It was accepted by both parties, and the Court, that Mr Doolan should not be released into “contingency accommodation”, but required the extra support provided in Supported Independent Living Accommodation (SILA), funded by the National Disability Insurance Agency. [14].

This position was informed by the evidence of psychiatrist, Dr Harden and Queensland Corrective Services (QCS). [14], [30]. As Justice Davis explained: “His failure to cope has led him to resorting to alcohol use, and alcohol use is a risk factor to [his] sexual offending”. [30].

However, at the time of the hearing a position in SILA was not available. It was submitted by the parties that the Court should make an order “that Mr Doolan should be released once the SILA became available”. [17].

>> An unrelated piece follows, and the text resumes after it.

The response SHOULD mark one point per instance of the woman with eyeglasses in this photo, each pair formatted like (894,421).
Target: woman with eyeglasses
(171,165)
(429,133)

The issue before the Court was “whether making such an order is a proper exercise of the court’s power”. [17].

Relevant legislative framework

Section 22 of the DPSOA relevantly provides for the making of a further order where the Court is satisfied, on the balance of probabilities, that the released prisoner has contravened a requirement of the supervision order. [26].

Sub-section 22(7) empowers the Court to amend the existing supervision order if satisfied “on the balance of probabilities, that the adequate protection of the community can, despite the contravention or likely contravention of the existing order, be ensured by a supervision order …” [26].

Reasons of the Court

Ultimately, Davis J held that the Court did not have the power to make a supervision order in terms conditional on the appropriate accommodation becoming available. [33].

In reaching this conclusion, his Honour recognised the distinction in the role of the Court and the QCS in administering the regime under the DPSOA. [28]. His Honour explained that:

“The scheme of the Act is that the court makes either a continuing detention order or supervision order against the prisoner and then control of the prisoner passes to the executive government, here represented by QCS.” [28].

His Honour observed that it is also for the Court to determine under s 22(7) whether the protection of the community can be suitably ensured if the prisoner is released on a supervision order, following the contravention of an existing order. [29].

In this case, such a determination could not be made until there was a position in SILA available for Mr Doolan. [31].

His Honour observed that:

“It is wrong to exercise the power under s 22 leaving to the executive through QCS the later assessment by QCS that the accommodation which is ultimately obtained is appropriate in the sense of reducing risk.” [31].

However, His Honour did acknowledge that if Mr Doolan was to shift to a different type of accommodation in the future, this would be an administrative matter in the purview of QCS. [32].

Justice Davis adjourned the application until a position in SILA was available for Mr Doolan. [33].